Global fund managers are moving into European stocks with renewed risk appetite, according to a benchmark survey published Wednesday, as investors shrug off election concerns and move cash out of overbought U.S. markets.
The BofA Merrill Lynch April Fund Manager Survey, which polls investors who control nearly $600 billion in global assets, indicates that cash is moving out of the U.S. and into European stocks at one of the fastest rates in nearly two decades. At the same time, the preference for Eurozone shares over those listed in the U.K. is sitting near an 18-year high, the survey suggested, with French stocks now a 22% net overweight.
"Investors are showing love for Europe and scrambling out of U.S. equities, as the majority find U.S. stocks overvalued and perceive a risk of delayed U.S. tax reform," said BofAML's chief investment strategist Michael Hartnett.
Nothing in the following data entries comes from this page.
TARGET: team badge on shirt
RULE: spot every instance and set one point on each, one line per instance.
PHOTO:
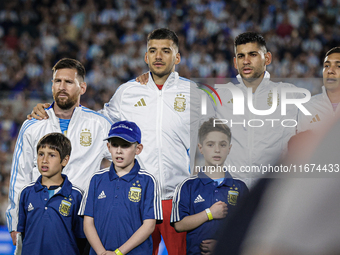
(180, 103)
(85, 137)
(135, 192)
(270, 98)
(232, 196)
(65, 207)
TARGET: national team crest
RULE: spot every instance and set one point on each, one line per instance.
(65, 207)
(180, 103)
(85, 137)
(270, 98)
(135, 194)
(232, 197)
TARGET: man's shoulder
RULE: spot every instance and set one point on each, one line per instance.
(190, 181)
(101, 173)
(77, 190)
(146, 176)
(128, 85)
(28, 188)
(93, 115)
The survey said that the April rotation into European stocks hit a 15-month high, with a net 48% of respondents overweight the region, capping the fifth-fastest rotation out of U.S. stocks since 1999 as American equity allocation hit the lowest levels since 2008. In fact, a record number of investors -- 83% -- said U.S. stocks were too expensive and only 5% expect Congress to get a tax reform package passed before the summer recess.
"The post-Trump rise in global risk appetite has stalled," the survey noted. "Global growth expectations fell to 50% from 58% last month ... inflation expectations retreated from recent highs of 80% to 75%." Cash balances at the fund's surveyed rose 0.1 percentage points to 4.9% last month and remain above their 10-year averages, BofAML noted.
The BofAML April Global Fund Manager Survey was conducted between April 6 and April 12, the bank said, and polled 203 investors with $593 billion in assets under management.